For determining the gradient in y-direction the Prewitt filter for the x-gradient must just be transposed:

grady=np.transpose(gradx)
print(grady)
[[-1. -1. -1.]
 [ 0.  0.  0.]
 [ 1.  1.  1.]]

The response of this y-gradient prewitt filter applied to our example image can be calculated and visualized as follows:

gradyImg=ndi.correlate(x1,grady, output=np.float64, mode='constant')
#print "Result of y-gradient Filtering:\n",gradyImg
dx=0.2
plt.figure(num=None, figsize=(14,7), dpi=80, facecolor='w', edgecolor='k')
plt.imshow(gradyImg,cmap=plt.cm.gray,interpolation='none')
for col in range(10):
    for row in range(10):
        number="%1.2f"%gradyImg[row,col]
        plt.text(col-dx,row+dy,number,fontsize=10,
                 color=grays(1-gradyImg[row,col]))
plt.title('Response on y-gradient filtering with Prewitt')
plt.show()
../_images/03ConvolutionNeuralNetworks_35_0.png

8.3.2.1.5. Applying the Prewitt filter for detecting horizontal and vertical edges in an image

In the previous subsection the Prewitt filter has been applied on a small 2D-input. Now, both filters are applied to the real image. The real greyscale image, it’s gradients in x- and y-direction and the magnitude of the gradient are plotted below:

from PIL import Image
im = np.array(Image.open("../Data/a4weiss.jpg").convert('L'))
plt.imshow(im,cmap='Greys_r')
<matplotlib.image.AxesImage at 0x7f8ec33c8820>
../_images/03ConvolutionNeuralNetworks_37_1.png
imx=ndi.correlate(im,gradx, output=np.float64, mode='constant')
imy=ndi.correlate(im,grady, output=np.float64, mode='constant')

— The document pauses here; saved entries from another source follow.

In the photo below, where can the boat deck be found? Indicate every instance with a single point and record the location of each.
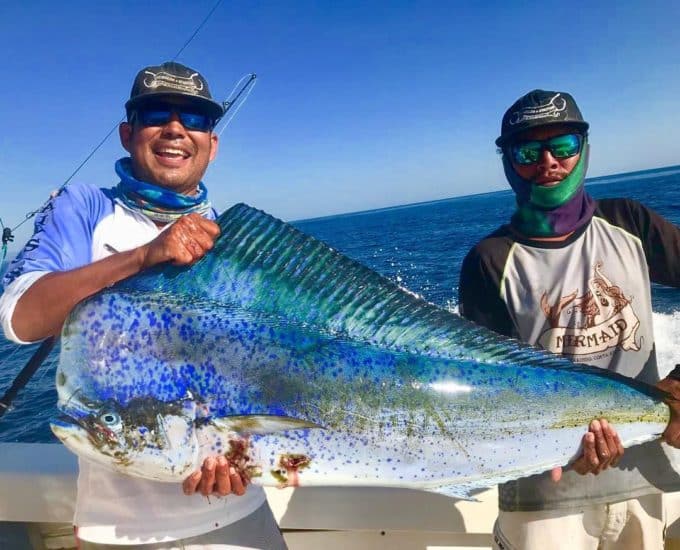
(39, 483)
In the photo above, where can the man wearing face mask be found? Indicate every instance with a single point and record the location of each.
(572, 275)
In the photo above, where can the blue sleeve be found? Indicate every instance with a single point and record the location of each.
(62, 238)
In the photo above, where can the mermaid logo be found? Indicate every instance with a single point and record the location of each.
(552, 109)
(190, 84)
(600, 319)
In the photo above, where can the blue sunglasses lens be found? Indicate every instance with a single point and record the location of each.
(191, 121)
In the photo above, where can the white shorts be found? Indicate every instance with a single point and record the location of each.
(636, 524)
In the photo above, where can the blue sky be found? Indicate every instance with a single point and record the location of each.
(358, 105)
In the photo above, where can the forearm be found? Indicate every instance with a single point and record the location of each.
(41, 311)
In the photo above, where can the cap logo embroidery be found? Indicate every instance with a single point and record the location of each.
(190, 84)
(552, 109)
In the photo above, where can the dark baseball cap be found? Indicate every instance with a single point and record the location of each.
(540, 108)
(173, 81)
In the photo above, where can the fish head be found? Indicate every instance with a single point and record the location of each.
(145, 437)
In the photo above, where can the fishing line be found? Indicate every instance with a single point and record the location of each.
(228, 104)
(7, 233)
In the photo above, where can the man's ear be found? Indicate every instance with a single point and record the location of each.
(125, 134)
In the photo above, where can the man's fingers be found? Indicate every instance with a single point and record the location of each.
(222, 477)
(588, 461)
(613, 443)
(191, 483)
(208, 476)
(604, 454)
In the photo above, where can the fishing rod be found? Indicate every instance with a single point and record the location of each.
(46, 346)
(7, 237)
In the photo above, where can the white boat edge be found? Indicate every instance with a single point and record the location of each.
(39, 484)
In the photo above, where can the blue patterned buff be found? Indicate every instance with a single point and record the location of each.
(157, 203)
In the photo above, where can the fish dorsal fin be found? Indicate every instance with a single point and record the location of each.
(265, 265)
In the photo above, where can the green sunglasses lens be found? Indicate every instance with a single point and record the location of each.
(527, 152)
(564, 146)
(560, 147)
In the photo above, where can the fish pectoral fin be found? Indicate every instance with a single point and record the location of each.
(262, 424)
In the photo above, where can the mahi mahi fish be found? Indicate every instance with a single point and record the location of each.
(303, 367)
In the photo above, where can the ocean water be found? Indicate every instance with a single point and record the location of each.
(419, 246)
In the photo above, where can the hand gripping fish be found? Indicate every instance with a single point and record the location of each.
(304, 367)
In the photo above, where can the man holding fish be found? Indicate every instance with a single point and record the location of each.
(87, 239)
(572, 275)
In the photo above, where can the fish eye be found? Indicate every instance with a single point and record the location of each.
(110, 420)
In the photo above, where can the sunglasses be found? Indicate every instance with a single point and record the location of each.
(560, 147)
(160, 116)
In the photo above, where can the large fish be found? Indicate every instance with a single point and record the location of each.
(304, 367)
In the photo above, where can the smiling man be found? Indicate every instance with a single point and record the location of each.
(88, 238)
(572, 275)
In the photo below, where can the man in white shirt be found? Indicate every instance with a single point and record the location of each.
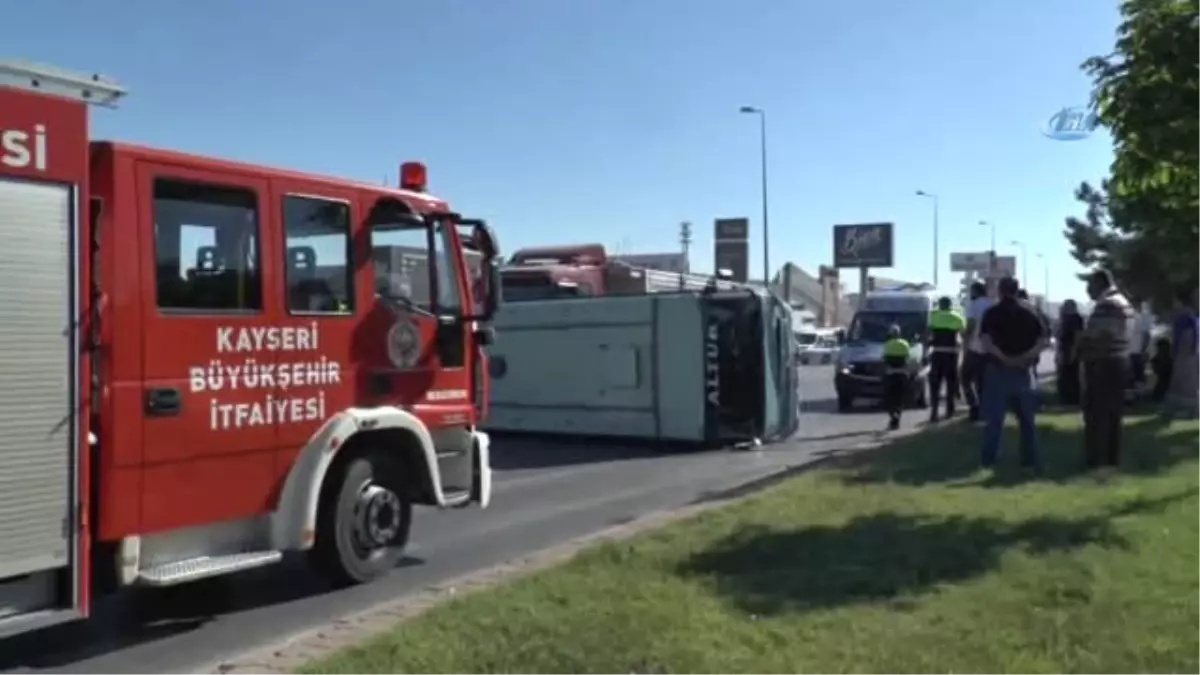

The output of the Prewitt filter is stored in the numpy arrays imx and imy, respectively. Moreover, the magnitude of the gradient is calculated and plotted to the matplotlib figure.

magnitude=np.sqrt(imx**2+imy**2)
plt.figure(num=None, figsize=(18,12), dpi=80, facecolor='w', edgecolor='k')
plt.subplot(2,2,1)
plt.imshow(im,cmap=plt.cm.gray)
plt.title("Original")
plt.subplot(2,2,2)
plt.imshow(magnitude,cmap=plt.cm.gray)
plt.title("Magnitude of Gradient")
plt.subplot(2,2,3)
plt.imshow(imx,cmap=plt.cm.gray)
plt.title('Derivative in x-direction')
plt.subplot(2,2,4)
plt.title('Derivative in y-direction')
plt.imshow(imy,cmap=plt.cm.gray)
plt.show()
../_images/03ConvolutionNeuralNetworks_40_0.png

8.3.2.2. Convolutional Layer in CNNs

In the car-image example above 3 different filters where applied on a single input. Each filter extracted a specific feature:

  • the x-component of the gradient,

  • the y-component of the gradient,

  • the magnitude of the gradient.

In Convolutional Neural Networks (CNN) the concept of convolution-filtering is realized as demonstrated above. However, in CNNs

  • the filter coefficients are not defined by the user. Instead they are learned in the training phase, such that these filters are able to detect patterns, which frequently occur in the training data. In the context of CNNs the filter-coefficients are called weights.

  • the output of a convolutional filter is called a feature map. All elements of a single feature map are calculated by the same set of shared weights.

  • the output-elements of a convolutional filter are typically fed element-wise to an activation-function, which maps single scalars to other scalars.

  • for a given input not only one, but multiple feature maps are calculated in parallel. Different feature maps have different sets of shared weights. In the car-image above, three different filters calculated 3 different feature maps on a single input.

  • The input does not only contain one, but multiple parallel 2D arrays of equal size. These parallel 2D-arrays are called channels.

8.3.2.2.1. Dense Layer

In conventional neural networks (Multi Layer Perceptron) each layer is a so called Dense Layer as depicted in the image below:

8.3.2.2.2. Simple Convolutional Layer 1-Dimensional

A single feature map calculated from a single channel in a 1-dimensional convolutional layer is shown below:

8.3.2.2.3. Simple Convolutional Layer 2-Dimensional

A single feature map calculated from a single channel in a 2-dimensional convolutional layer is shown below:

In the sequel, neurons and weights in convolutional layers are represented as 2-dimensional arrays. The picture below represents the same operation as the picture above.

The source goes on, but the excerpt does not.